Loret

Gebruikersnaam Loret

Teksten

Cafeetje

In een cafeetje in het midden van het dorp waarin wij leven, zitten wij. Je vraagt me op te staan. Je kijkt me aan terwijl ik zonder woorden vraag naar het waarom. Ik doe wat je me opdraagt en je vraagt of je al mijn zorgen weg mag nemen. Al mijn leemten, al mijn pijn. Dat mag je niet, zeg ik, het moet er zijn. Nog wat wijn? Ik knik de barman ja, mijn glas stroomt vol. Even snel terug leeg zoals een plas op straat, opgezogen door een uit het niets oprukkende, drukkende hitte. Ik kus je welterusten, loop de deur door en verdwijn in de smoor van de opkomende ochtend. Eén, twee, drie, nee. Zo snel kun je me niet bereiken, dat is goed. Er is geen VTM, er is geen gsm, laat staan smartphones. Je stuurt brieven. Ons geduld wordt op de proef gesteld, maar er is ruimte. Geduld wordt geduldig geduld. Verveling hoeft niet te worden opgevuld door een eindeloze stroom aan woorden. De buis is grijs, er is niets op - wat een geluk. Mocht er eindeloos veel op zijn, het was nooit meer stil. Hoe zouden we kunnen denken? Stil is het. Ik aai de hond vanuit mijn hurkje. Tot plots de telefoon roept vanop het krukje naast de buis. Ik veer op, neer, op. Hallo? Ah, toch iemand thuis! Wat een plezier je stem te horen. We praten, we verhalen, laten de tijd in zinnen verdwalen, dwalen af en komen terug. Tot straks, tot straks, tot vlug. Vier uur, de hoorn ligt terug neer. De omgeving maant me aan te nietsen. Ik staar voor me uit en ga op wandel in mijn diepten. Aan de ingang van de zaal roep ik jouw naam door het kabaal heen. Je baant je een weg door al het volk en begroet me hallo, hey. Alles goed met mij, met jou? In de hoek staat een jongen met een toestel in zijn hand.

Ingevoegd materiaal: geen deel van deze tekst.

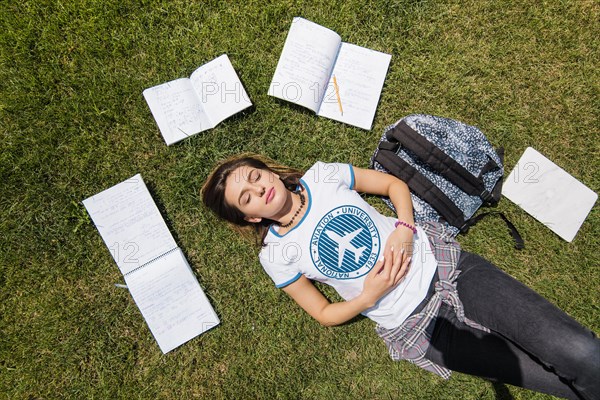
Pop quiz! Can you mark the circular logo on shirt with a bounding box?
[310,206,381,279]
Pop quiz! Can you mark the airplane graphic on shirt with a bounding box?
[325,228,367,268]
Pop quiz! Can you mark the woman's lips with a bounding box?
[265,188,275,204]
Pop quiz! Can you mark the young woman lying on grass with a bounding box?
[202,156,600,399]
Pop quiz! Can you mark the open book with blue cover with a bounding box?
[83,174,219,353]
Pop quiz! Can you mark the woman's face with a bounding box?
[225,166,291,222]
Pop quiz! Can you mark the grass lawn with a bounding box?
[0,0,600,400]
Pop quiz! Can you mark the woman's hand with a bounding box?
[359,248,411,308]
[383,226,413,261]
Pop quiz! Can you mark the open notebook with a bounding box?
[502,147,598,242]
[83,174,219,353]
[269,17,392,130]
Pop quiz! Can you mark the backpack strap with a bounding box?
[375,147,465,230]
[386,120,499,204]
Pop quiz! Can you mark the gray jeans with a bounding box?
[425,252,600,399]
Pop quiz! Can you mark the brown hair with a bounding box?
[200,153,302,245]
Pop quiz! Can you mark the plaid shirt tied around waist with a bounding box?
[375,222,489,379]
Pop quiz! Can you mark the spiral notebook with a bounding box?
[83,174,219,353]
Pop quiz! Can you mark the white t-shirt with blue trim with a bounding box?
[259,162,437,329]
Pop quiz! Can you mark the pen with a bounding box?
[333,75,344,116]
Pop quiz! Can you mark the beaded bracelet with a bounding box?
[394,220,417,235]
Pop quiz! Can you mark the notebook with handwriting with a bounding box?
[143,54,252,145]
[83,174,219,353]
[269,17,392,130]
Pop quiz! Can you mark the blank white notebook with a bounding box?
[502,147,598,242]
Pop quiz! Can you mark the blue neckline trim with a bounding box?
[269,178,312,237]
[275,272,302,289]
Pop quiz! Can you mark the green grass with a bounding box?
[0,0,600,400]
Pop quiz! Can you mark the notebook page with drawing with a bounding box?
[317,43,392,130]
[83,174,219,353]
[502,147,598,242]
[143,54,252,145]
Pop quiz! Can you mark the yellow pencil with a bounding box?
[333,75,344,116]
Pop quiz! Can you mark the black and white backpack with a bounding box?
[370,114,523,248]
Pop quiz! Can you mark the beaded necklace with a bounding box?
[280,192,306,228]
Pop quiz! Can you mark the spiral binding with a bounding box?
[123,247,179,276]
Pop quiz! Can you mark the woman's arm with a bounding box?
[283,250,410,326]
[352,167,415,258]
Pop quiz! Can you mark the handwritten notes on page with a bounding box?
[318,43,392,130]
[269,17,391,130]
[502,147,598,242]
[143,54,252,145]
[83,174,177,275]
[83,174,219,353]
[125,248,219,353]
[269,17,342,113]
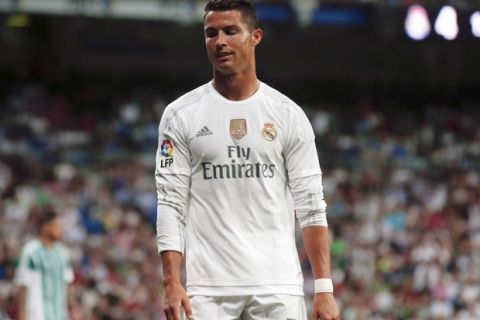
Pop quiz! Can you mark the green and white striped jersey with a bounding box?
[15,239,73,320]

Zijn rolletje bevrijdt hem enkel momenten van betekenis vast te leggen. We dansen en we springen, we zingen mee met de muziek. We maken ons geen zorgen, morgen weet niemand wat wij deden, wie wij waren hier en nu. We verlaten het bonzen van de bassen, we laten ons verrassen door wat nog komen gaat. De nacht behoort ons toe. De diepste gesprekken spreken in het diepste diep van nachten en we luisteren. Een gesprek van jou en mij is enkel van mij en jou. Er vallen stiltes en dat mag, laten we luisteren. We zitten naast elkaar, we luisteren. De koude trekt aan onze armen, tijd om te verwarmen. We kennen zoveel plaatsten, we gaan terug naar wat we kennen. In een cafeetje in het midden van het dorp waarin wij leven, zitten wij.